The most important outcome of this feature is the ability to adopt and extend established international standards, as defined by domain experts, and use such schemas to represent
own knowledge in a globally recognizable structure. For example, think of an institution that generates, preserves and shares biomedical data conforming to the Gene Ontology. Then imagine another institution that retrieves and aggregates these structured semantics with local knowledge, and applies semantic reasoning for advanced research purposes. This example can be extended to a distributed network of computer systems and knowledge repositories worldwide, exchanging and manipulating interconnected semantics (not just data!) on a global scale. In a nutshell, this is the principal idea of what is called the Semantic Web (or Web 3.0).
The SODALITE approach
- The SODALITE project incorporates Semantic Technologies in order to address the complexity and diversity of the software engineering domain. More specifically, four interlinked subdomains have been identified and are being modelled by the consortium’s multidisciplinary members: a) software applications, b) Cloud/HPC infrastructures, c) performance optimization, and d) deployment and lifecycle of applications. The outcome of this process will be an elaborate ontology to act as the core of SODALITE’s Semantic Knowledge Base (KB). The KB will fuse and host domain knowledge - both at an abstract and concrete level - generated by the system’s users, application ops experts, resource experts, deployment mechanisms, optimization algorithms and more. On top of the ontology, a sophisticated Semantic Reasoner will be performing a series of meaningful tasks to support the system’s functionality. Such tasks include:
- The generation of recommendations in deployment design time, deriving from resource patterns, infrastructure availability, etc.
- The detection of invalid deployment plans, based on known problems, incompatibilities and antipatterns.
- The decision support for performance optimizations, based on performance optimization patterns and approaches.
- The preservation of mappings between abstract deployment models, designed by the users, and concrete deployment models, generated by SODALITE, in order to facilitate the monitoring of the deployment lifecycle on an abstract level.
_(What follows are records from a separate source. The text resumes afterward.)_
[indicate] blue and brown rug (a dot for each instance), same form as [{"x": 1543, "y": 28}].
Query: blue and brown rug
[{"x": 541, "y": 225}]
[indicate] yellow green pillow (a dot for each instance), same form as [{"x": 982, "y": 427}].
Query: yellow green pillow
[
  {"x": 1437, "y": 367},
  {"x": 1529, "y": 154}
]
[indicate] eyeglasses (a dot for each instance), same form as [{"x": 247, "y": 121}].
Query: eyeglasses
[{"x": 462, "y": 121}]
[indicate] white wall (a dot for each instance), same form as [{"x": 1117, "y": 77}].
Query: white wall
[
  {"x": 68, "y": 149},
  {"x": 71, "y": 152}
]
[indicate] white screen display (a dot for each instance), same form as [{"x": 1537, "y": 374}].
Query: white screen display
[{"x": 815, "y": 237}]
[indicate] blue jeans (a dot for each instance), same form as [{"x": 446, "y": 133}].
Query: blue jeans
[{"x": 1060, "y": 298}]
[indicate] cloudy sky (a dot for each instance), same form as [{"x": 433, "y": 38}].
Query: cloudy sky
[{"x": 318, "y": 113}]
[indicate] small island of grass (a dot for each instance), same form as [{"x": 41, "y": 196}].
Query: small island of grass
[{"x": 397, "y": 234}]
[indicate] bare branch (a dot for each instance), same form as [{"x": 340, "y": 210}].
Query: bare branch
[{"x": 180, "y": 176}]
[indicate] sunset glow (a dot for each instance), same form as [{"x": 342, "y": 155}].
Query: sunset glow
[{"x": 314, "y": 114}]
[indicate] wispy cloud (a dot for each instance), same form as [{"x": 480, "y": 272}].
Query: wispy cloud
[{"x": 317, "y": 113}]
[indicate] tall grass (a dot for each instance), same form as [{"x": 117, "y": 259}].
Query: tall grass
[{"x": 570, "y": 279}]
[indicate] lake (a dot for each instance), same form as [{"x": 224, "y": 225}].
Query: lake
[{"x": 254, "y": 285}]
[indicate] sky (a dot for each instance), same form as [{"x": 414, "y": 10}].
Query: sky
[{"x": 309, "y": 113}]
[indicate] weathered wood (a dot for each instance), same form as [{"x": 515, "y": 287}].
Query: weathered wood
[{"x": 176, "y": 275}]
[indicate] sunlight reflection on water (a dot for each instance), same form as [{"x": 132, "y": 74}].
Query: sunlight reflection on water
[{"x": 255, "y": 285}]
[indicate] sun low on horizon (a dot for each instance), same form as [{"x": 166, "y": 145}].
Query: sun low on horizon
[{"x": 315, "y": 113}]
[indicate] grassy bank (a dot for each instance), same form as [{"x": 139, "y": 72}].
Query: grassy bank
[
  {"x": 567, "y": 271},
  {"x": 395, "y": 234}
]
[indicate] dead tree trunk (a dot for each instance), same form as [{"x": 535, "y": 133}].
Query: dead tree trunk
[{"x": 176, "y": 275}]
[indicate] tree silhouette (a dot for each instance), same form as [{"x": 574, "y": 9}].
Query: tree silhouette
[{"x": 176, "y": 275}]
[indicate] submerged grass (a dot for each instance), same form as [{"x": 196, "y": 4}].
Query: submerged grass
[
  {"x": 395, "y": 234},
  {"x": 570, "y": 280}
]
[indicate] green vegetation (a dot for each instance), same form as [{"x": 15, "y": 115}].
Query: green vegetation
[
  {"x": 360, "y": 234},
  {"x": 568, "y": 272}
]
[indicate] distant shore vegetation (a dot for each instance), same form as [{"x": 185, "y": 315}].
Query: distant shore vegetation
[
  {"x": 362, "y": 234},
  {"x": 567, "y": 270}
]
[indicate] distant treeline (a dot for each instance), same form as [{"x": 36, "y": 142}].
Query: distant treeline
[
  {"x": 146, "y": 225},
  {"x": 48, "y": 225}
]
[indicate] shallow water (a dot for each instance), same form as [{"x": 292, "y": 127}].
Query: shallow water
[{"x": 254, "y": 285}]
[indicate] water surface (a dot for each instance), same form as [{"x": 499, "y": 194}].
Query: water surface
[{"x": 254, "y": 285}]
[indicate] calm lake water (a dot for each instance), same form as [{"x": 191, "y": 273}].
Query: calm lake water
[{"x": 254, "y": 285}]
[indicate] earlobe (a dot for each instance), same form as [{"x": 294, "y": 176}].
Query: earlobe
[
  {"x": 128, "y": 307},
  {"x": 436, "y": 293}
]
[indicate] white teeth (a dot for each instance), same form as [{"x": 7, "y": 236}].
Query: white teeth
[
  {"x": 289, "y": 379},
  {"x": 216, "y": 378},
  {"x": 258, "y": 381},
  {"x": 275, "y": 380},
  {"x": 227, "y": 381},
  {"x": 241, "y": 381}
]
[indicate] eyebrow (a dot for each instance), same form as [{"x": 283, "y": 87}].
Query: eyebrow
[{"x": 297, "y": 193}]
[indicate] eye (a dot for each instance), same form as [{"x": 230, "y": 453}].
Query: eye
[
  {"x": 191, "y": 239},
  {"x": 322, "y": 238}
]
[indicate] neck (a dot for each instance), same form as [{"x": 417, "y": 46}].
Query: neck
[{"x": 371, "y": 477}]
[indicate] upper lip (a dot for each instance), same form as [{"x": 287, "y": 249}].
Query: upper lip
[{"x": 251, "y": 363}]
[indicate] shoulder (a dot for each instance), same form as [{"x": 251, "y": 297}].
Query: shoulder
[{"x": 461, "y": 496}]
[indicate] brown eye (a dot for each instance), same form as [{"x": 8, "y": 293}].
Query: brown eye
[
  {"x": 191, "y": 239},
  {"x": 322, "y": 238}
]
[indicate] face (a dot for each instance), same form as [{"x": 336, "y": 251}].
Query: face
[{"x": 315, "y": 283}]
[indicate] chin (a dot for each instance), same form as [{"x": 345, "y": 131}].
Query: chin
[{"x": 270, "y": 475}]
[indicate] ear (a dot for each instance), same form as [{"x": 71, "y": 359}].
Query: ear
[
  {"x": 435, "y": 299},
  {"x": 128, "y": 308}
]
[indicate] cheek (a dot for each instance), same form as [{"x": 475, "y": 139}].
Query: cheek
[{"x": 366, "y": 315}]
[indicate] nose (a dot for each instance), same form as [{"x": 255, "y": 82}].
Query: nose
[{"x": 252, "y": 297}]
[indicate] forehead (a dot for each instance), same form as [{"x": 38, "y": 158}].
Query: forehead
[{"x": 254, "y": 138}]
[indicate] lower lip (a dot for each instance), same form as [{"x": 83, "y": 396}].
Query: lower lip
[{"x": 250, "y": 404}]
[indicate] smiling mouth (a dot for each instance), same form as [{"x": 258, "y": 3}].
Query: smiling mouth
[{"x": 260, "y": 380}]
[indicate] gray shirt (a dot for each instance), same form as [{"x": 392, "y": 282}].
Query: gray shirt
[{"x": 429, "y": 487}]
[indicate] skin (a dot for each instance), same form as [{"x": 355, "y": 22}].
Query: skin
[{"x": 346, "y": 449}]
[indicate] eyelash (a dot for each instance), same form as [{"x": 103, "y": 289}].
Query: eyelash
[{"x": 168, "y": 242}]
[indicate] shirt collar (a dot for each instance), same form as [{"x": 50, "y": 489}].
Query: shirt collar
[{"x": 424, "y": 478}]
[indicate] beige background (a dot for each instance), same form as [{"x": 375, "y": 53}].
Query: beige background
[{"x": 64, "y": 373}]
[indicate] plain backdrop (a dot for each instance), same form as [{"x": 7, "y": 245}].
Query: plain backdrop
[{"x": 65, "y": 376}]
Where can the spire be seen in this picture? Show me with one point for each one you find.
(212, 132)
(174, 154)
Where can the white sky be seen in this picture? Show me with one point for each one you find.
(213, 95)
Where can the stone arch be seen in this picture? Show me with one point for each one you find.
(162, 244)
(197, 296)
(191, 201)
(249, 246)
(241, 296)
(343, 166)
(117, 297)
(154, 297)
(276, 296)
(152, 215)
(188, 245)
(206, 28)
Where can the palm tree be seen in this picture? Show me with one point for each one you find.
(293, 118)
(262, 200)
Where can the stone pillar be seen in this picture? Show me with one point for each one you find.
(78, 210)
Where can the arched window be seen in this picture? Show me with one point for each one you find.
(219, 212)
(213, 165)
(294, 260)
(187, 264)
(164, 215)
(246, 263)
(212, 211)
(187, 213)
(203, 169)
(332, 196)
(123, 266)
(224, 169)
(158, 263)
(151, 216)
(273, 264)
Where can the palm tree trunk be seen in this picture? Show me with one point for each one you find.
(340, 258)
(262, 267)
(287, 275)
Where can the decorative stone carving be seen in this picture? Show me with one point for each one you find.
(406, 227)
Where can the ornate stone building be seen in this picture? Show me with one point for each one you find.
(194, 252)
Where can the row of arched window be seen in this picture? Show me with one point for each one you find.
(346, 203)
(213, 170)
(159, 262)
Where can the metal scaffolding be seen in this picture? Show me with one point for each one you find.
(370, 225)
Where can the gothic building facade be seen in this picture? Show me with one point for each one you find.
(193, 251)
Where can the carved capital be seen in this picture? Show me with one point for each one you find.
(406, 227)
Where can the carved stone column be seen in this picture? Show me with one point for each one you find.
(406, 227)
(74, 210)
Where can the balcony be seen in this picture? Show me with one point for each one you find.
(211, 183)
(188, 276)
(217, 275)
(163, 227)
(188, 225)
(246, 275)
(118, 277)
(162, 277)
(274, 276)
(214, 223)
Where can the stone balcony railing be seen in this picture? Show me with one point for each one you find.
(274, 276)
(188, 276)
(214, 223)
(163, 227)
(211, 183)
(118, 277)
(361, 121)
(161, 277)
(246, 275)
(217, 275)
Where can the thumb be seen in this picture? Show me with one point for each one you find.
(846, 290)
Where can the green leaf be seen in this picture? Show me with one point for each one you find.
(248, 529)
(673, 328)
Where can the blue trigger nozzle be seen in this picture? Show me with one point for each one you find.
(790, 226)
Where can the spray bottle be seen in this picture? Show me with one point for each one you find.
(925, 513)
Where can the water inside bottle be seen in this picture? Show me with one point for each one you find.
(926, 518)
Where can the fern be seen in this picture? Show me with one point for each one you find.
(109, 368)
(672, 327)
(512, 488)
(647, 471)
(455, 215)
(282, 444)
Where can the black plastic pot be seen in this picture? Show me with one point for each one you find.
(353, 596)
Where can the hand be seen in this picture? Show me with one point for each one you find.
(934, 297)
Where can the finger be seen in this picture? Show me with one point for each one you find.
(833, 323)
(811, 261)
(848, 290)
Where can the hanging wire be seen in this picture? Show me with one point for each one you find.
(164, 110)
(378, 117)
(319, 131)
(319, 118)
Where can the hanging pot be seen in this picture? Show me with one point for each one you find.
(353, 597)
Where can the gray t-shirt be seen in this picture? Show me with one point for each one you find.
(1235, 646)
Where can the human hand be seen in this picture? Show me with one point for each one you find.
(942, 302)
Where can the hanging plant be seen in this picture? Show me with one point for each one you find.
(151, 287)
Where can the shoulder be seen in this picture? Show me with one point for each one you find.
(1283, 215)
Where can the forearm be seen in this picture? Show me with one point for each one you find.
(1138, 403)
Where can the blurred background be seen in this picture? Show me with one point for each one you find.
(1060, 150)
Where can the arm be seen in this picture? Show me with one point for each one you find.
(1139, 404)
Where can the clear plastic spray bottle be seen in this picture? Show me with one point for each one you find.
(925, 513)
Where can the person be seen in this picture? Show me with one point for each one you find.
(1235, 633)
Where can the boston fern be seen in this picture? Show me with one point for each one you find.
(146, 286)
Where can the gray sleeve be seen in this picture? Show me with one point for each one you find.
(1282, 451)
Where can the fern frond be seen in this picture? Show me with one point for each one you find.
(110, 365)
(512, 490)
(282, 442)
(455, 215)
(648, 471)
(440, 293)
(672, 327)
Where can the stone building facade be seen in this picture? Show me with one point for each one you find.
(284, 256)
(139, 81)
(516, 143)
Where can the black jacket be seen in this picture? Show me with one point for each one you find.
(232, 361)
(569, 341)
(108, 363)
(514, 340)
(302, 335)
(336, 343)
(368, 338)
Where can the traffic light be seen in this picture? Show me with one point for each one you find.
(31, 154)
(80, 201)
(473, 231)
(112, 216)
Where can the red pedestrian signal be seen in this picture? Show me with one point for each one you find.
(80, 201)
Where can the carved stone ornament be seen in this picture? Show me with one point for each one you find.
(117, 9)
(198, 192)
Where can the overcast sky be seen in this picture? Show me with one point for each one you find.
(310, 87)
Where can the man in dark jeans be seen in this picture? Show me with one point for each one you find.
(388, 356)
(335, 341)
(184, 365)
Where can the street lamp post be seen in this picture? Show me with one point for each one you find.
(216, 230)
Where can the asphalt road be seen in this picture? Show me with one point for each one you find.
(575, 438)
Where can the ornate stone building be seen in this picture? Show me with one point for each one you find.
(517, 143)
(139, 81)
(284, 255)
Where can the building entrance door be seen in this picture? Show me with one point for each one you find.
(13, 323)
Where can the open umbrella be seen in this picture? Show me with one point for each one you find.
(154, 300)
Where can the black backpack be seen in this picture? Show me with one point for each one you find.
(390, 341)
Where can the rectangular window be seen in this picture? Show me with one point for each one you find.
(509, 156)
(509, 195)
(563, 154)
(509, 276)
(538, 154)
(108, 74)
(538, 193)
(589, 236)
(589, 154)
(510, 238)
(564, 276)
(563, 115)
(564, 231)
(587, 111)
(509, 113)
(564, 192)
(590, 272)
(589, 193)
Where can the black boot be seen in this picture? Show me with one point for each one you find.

To wrap up, Semantic Technologies are an evolving part of Computer Science. They address the challenges of modelling and manipulating the semantics underlying data, and offer the possibility of sharing such knowledge on a global scale via a network of interconnected and associated knowledge repositories (Semantic Web). With its focus on Semantic Technologies, SODALITE aspires to exploit the team’s substantial expertise in computer engineering to significantly contribute to the Semantic Web initiative, both by providing solid and detailed semantic models for the related domains, and by highlighting the broad capabilities of Semantic Reasoning mechanisms.